Re: [LSF/MM/BPF TOPIC] Cloud storage optimizations

"Theodore Ts'o" <tytso@xxxxxxx> · Thu, 2 Mar 2023 23:20:26 -0500

On Thu, Mar 02, 2023 at 09:54:59PM -0500, Martin K. Petersen wrote:
> 
> Hi Ted!
> 
> > With NVMe, it is possible for a storage device to promise this without
> > requiring read-modify-write updates for sub-16k writes.  All that is
> > necessary are some changes in the block layer so that the kernel does
> > not inadvertently tear a write request when splitting a bio because it
> > is too large (perhaps because it got merged with some other request,
> > and then it gets split at an inconvenient boundary).
> 
> We have been working on support for atomic writes and it is not a simple
> as it sounds. Atomic operations in SCSI and NVMe have semantic
> differences which are challenging to reconcile. On top of that, both the
> SCSI and NVMe specs are buggy in the atomics department. We are working
> to get things fixed in both standards and aim to discuss our
> implementation at LSF/MM.

I'd be very interested to learn more about what you've found.  I know
more than one cloud provider is thinking about how to use the NVMe
spec to send information about how their emulated block device work.
This has come up at our weekly ext4 video conference, and given that I
gave a talk about it in 2018[1], there's quite a lot of similarity of
what folks are thinking about.  Basically, MySQL and Postgres use 16k
database pages, and if we can avoid their special doublewrite
techniques to avoid torn writes, because they can depend on their
Cloud Block Devices Working A Certain Way, it can make for very
noticeable performance improvements.

[1] https://www.youtube.com/watch?v=gIeuiGg-_iw

So while the standards might allow standards-compliant physical
devices to do some really wierd sh*t, it might be that if all cloud
vendors do things in the same way, I could see various cloud workloads
starting to depending on extra-standard behaviour, much like a lot of
sysadmins assume that low-numbered LBA's are on the outer diamenter of
the HDD and are much more performant than sectors on the i.d. of the
HDD.  This is completely not guaranteed by the standard specs, but
it's become a defacto standard.

That's not a great place to be, and it would be great if can find ways
that are much more reliable in terms of querying a standards-compliant
storage device and knowing whether we can depend on a certain behavior
--- but I also know how slowly storage standards bodies move.  :-(

> Hinting didn't see widespread adoption because we in Linux, as well as
> the various interested databases, preferred hints to be per-I/O
> properties. Whereas $OTHER_OS insisted that hints should be statically
> assigned to LBA ranges on media. This left vendors having to choose
> between two very different approaches and consequently they chose not to
> support any of them.

I wasn't aware of that history.  Thanks for filling that bit in.

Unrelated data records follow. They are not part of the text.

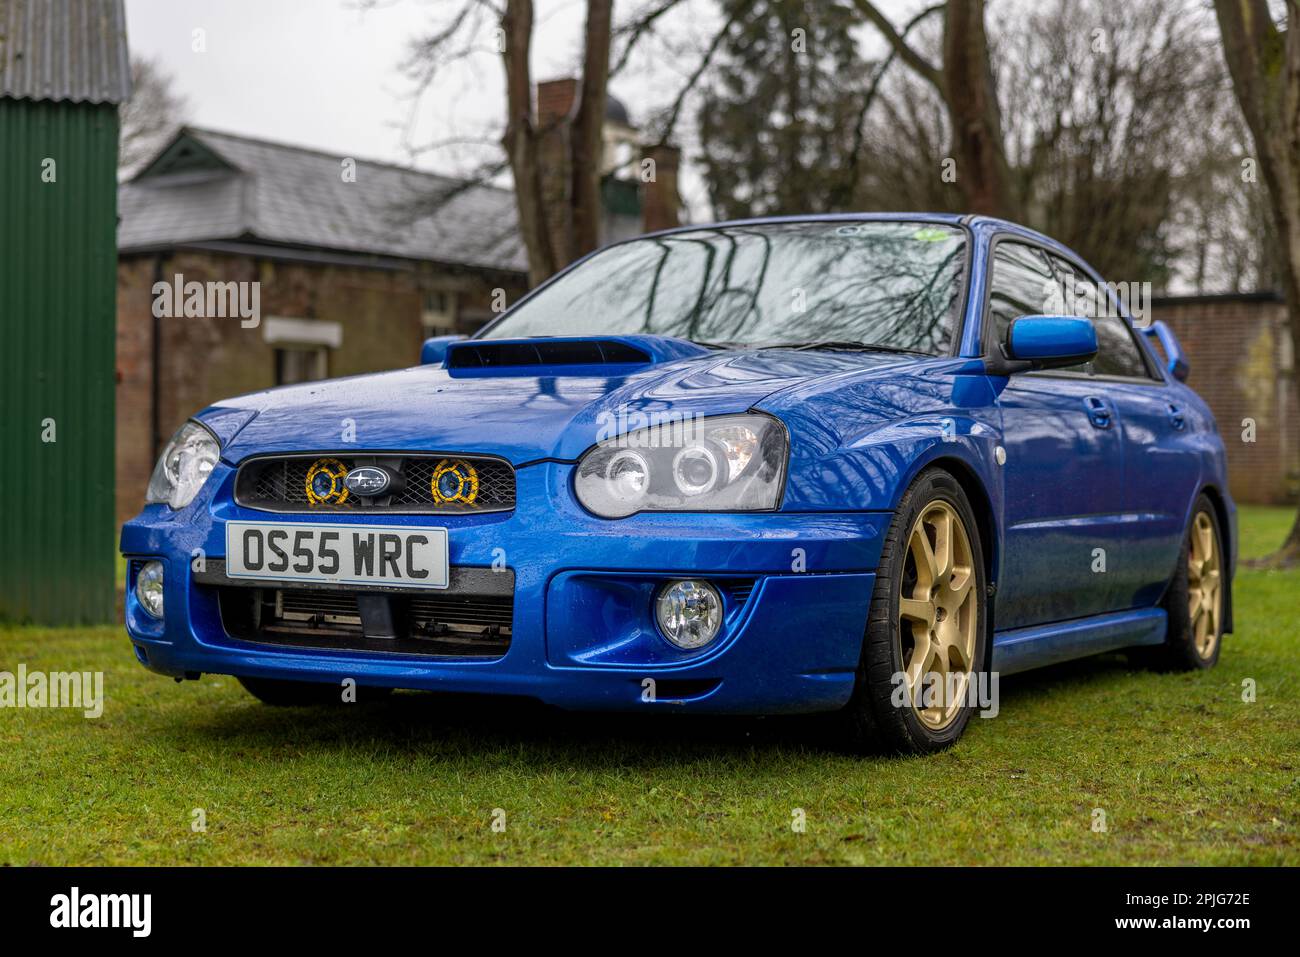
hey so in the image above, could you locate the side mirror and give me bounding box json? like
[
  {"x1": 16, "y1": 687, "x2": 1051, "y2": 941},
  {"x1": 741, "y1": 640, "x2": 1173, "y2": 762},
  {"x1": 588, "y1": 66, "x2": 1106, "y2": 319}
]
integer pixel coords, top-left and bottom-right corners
[
  {"x1": 987, "y1": 315, "x2": 1098, "y2": 375},
  {"x1": 421, "y1": 334, "x2": 466, "y2": 366},
  {"x1": 1142, "y1": 320, "x2": 1189, "y2": 382}
]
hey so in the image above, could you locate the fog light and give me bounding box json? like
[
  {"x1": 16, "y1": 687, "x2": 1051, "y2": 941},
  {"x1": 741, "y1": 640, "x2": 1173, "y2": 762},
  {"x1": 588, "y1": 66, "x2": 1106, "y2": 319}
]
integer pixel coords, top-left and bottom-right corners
[
  {"x1": 136, "y1": 561, "x2": 164, "y2": 619},
  {"x1": 655, "y1": 579, "x2": 723, "y2": 649}
]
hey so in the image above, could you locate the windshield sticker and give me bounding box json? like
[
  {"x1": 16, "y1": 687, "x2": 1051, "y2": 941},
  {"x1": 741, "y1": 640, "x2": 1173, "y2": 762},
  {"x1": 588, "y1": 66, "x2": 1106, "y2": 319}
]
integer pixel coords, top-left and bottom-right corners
[{"x1": 912, "y1": 227, "x2": 950, "y2": 242}]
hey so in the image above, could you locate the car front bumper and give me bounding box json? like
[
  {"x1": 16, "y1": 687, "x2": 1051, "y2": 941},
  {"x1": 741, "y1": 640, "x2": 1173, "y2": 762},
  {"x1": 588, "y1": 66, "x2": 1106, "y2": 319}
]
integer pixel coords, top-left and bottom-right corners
[{"x1": 121, "y1": 462, "x2": 888, "y2": 714}]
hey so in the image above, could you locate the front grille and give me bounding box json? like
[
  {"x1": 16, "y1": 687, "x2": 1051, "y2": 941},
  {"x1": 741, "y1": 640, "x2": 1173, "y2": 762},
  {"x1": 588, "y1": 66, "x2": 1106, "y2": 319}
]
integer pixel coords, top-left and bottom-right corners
[
  {"x1": 217, "y1": 584, "x2": 513, "y2": 658},
  {"x1": 280, "y1": 590, "x2": 362, "y2": 625},
  {"x1": 235, "y1": 453, "x2": 515, "y2": 514}
]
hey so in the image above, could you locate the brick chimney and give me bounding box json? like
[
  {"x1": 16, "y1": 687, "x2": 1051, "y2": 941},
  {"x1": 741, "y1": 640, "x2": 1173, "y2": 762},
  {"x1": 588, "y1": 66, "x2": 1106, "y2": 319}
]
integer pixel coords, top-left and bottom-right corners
[
  {"x1": 535, "y1": 79, "x2": 683, "y2": 241},
  {"x1": 537, "y1": 78, "x2": 579, "y2": 126},
  {"x1": 641, "y1": 144, "x2": 682, "y2": 233},
  {"x1": 535, "y1": 79, "x2": 579, "y2": 264}
]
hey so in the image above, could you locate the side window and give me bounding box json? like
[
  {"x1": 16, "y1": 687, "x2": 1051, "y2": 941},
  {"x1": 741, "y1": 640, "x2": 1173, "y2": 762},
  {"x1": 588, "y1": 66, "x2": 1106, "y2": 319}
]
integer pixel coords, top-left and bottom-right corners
[
  {"x1": 987, "y1": 242, "x2": 1061, "y2": 352},
  {"x1": 1049, "y1": 256, "x2": 1153, "y2": 379}
]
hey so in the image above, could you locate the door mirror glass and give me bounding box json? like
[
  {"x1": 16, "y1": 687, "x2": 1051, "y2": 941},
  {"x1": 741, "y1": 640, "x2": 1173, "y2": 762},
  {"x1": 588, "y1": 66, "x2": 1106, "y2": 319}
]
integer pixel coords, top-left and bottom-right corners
[{"x1": 994, "y1": 315, "x2": 1098, "y2": 374}]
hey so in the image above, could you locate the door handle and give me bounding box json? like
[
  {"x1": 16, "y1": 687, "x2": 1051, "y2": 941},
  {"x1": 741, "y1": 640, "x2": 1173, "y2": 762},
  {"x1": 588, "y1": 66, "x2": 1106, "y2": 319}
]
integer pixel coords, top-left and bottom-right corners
[
  {"x1": 1084, "y1": 396, "x2": 1112, "y2": 429},
  {"x1": 1167, "y1": 404, "x2": 1186, "y2": 430}
]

Fortunately, in 2023, it appears that for many cloud vendors, the
teams involved care a lot more about Linux than $OTHER_OS.  So
hopefully we'll have a lot more success in getting write hints
generally available to hyperscale cloud customers.

>From an industry-wide perspective, it would be useful if the write
hints used by Hyperscale Cloud Vendor #1 are very similar to what
write hints are supported by Hyperscale Cloud Vendor #2.  Standards
committees aren't the only way that companies can collaborate in an
anti-trust compliant way.  Open source is another way; and especially
if we can show that a set of hints work well for the Linux kernel and
Linux applications ---- then what we ship in the Linux kernel can help
shape the set of "write hints" that cloud storage devices will
support.

					- Ted

P.S.  From a LSF/MM program perspective, I suspect we may want to have
more than one session; one that is focused on standards and atomic
writes, and another that is focused on write hints.  The first might
be mostly block and fs focused, and the second would probably be of
interest to mm folks as well.